IHT raised £6.3bn through current financial year – HMRC

The latest HMRC update finds that Inheritance Tax (IHT) has raised £6.3 billion through the current financial year (April 2023 – January 2024), an increase of 7% on the previous year through the same period (£5.9 billion).

The previous financial year represented a record IHT tax take for the Treasury with £7.1 billion collected, yet 2023/24 looks set to far exceed that total as well as the OBR’s forecast of £7.2 billion – at its current rate IHT could raise over £7.5 billion.

With the Spring Statement on the horizon and the Chancellor potentially looking to cut taxes before a General Election, we can expect to hear more rumours about the government’s plans to reduce or scrap IHT. Stephen Lowe, group communications director at retirement specialist Just Group, commented:

“As we approach the end of the 2023/24, it appears certain that IHT will set another record total for the third successive year. Frozen thresholds and the increase in property prices over recent years are dragging more households into paying the tax and, while IHT still only impacts a small proportion of households, the tax bites deep on those estates affected.

With the Spring Statement looming, the bumper tax-take will no doubt set tongues wagging as to whether the Chancellor will look at cutting Inheritance Tax. We would encourage people to assess the entire value of their estate, including an up-to-date valuation of their property, and familiarise themselves with the Inheritance Tax thresholds.

Professional, regulated advice can also help people work out the total value of their estate, calculate how much tax they may be likely to owe and understand what options they have to manage their potential tax liability.”

Rachael Griffin, tax and financial planning expert at Quilter said that inheritance tax had been “hitting the headlines as an area for potential change”, including suggestions of “total abolition, but those rumours have since gone quiet”. She continued:

“Given inheritance tax receipts for April 2023 to January 2024 were £6.3 billion, £0.4 billion higher than the same period last year and on track for another record breaking year, the government is likely to leave it well alone.

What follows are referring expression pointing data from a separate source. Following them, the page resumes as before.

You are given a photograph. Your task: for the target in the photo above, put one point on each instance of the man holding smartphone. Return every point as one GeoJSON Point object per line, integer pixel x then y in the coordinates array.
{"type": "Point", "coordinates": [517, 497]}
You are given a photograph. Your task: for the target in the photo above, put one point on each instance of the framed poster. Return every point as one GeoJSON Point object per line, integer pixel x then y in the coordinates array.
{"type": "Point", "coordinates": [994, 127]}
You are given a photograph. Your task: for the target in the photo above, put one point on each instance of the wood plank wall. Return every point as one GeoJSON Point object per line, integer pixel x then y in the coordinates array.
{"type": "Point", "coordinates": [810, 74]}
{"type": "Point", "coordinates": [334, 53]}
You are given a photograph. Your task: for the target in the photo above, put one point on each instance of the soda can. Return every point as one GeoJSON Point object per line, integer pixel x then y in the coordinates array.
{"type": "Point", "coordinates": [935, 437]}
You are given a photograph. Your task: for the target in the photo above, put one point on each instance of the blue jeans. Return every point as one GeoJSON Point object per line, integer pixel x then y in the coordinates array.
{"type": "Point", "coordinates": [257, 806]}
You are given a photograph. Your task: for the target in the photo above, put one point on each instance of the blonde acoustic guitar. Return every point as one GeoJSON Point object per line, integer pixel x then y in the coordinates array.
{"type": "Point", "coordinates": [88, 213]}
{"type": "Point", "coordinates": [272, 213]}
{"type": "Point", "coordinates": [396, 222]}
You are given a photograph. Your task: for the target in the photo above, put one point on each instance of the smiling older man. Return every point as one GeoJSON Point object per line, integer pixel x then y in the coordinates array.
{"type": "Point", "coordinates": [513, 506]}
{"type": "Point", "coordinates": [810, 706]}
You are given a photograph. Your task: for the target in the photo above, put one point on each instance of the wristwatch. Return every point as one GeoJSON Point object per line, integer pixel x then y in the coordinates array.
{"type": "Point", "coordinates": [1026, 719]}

Though higher house prices and frozen thresholds have seen more people caught by the IHT net in recent years, ultimately, it impacts relatively few families but brings in a tidy sum to boost government coffers which it will be unwilling to relinquish – particularly if other tax cuts are on the table.”

Commenting on IHT receipts rising by £400 million, John Glencross, CEO and Co-Founder of Calculus, said that IHT receipts are on a continuous upward trend, driven by the prolonged freeze on IHT thresholds until at least April 2028. He added:

“The fast-upcoming Spring Budget next month, which may include changes to IHT, could significantly influence the strategies and approaches employed by intermediaries when discussing estate planning with clients. One IHT mitigation approach for advisers and investors to consider is an Enterprise Investment Scheme (EIS) fund. The EIS provides inheritance tax relief, contingent on holding the shares for a minimum of two years and at the time of death. At Calculus, our EIS Fund and Knowledge Intensive EIS Fund not only offer investors the chance to benefit from a diversified and tax-efficient portfolio but also enables them to support innovative UK companies with a strong societal purpose and impact.”